5. Runtime evidence is schema-valid and honest.
6. Review files are substantive.
7. Outcome judge passes or clearly names remaining gaps.
8. Any external/provider/browser limitation is recorded as a blocker, not hidden as success.

For the MiroFish validation run that established this methodology, final evidence was:

- mapping passed;
- packet checks passed;
- map judge passed with `ship-with-notes`;
- replay/build passed from kept workspace `/tmp/mapper-replay-rDH0JF`;
- outcome judge passed with `ship-with-notes`;
- final flow report passed.

## Anti-Patterns

Do not:

- patch only a fixture when the generator contract is wrong;
- treat dry-run replay as product proof;
- scan parent directories for source context during replay;
- write runtime evidence into packaged seed evidence;
- claim live provider proof from deterministic fallback;
- claim browser/runtime proof from static string checks;
- mark blocked or synthetic evidence as `upgrades_claim: true`;
- allow review files to become ceremonial approvals;
- silently shrink scope to make a green gate easier.
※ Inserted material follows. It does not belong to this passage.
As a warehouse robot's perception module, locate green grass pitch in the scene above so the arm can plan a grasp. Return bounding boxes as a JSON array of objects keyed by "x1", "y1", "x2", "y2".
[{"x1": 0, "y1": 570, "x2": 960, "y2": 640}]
Per-mode anti-patterns (the validator now enforces these):

- Do not write product user stories for a framework that should map primitives and composition rules.
- Do not write a library as one downstream app; expose the callable API surface, semver contract, and compat surface explicitly.
- Do not write a provider integration as a generic product flow without webhook/idempotency/secret/error contracts.
- Do not write an automation agent as a feature checklist without a task loop, stop conditions, approval points, and trace proof.
- Do not write infrastructure as UI or API work; the meaningful operation is deploy/apply, health, rollback, and drift control.
- Do not write a data-pipeline phase without schema, transform, lineage, idempotency, and quality proof.
- Do not use `mixed` as primary mode to avoid classifying; if all phases use the same lens, reclassify under that single mode.

The methodology is intentionally strict because Mapper OS is training future agents how to work. A green check that teaches weaker behavior is a regression.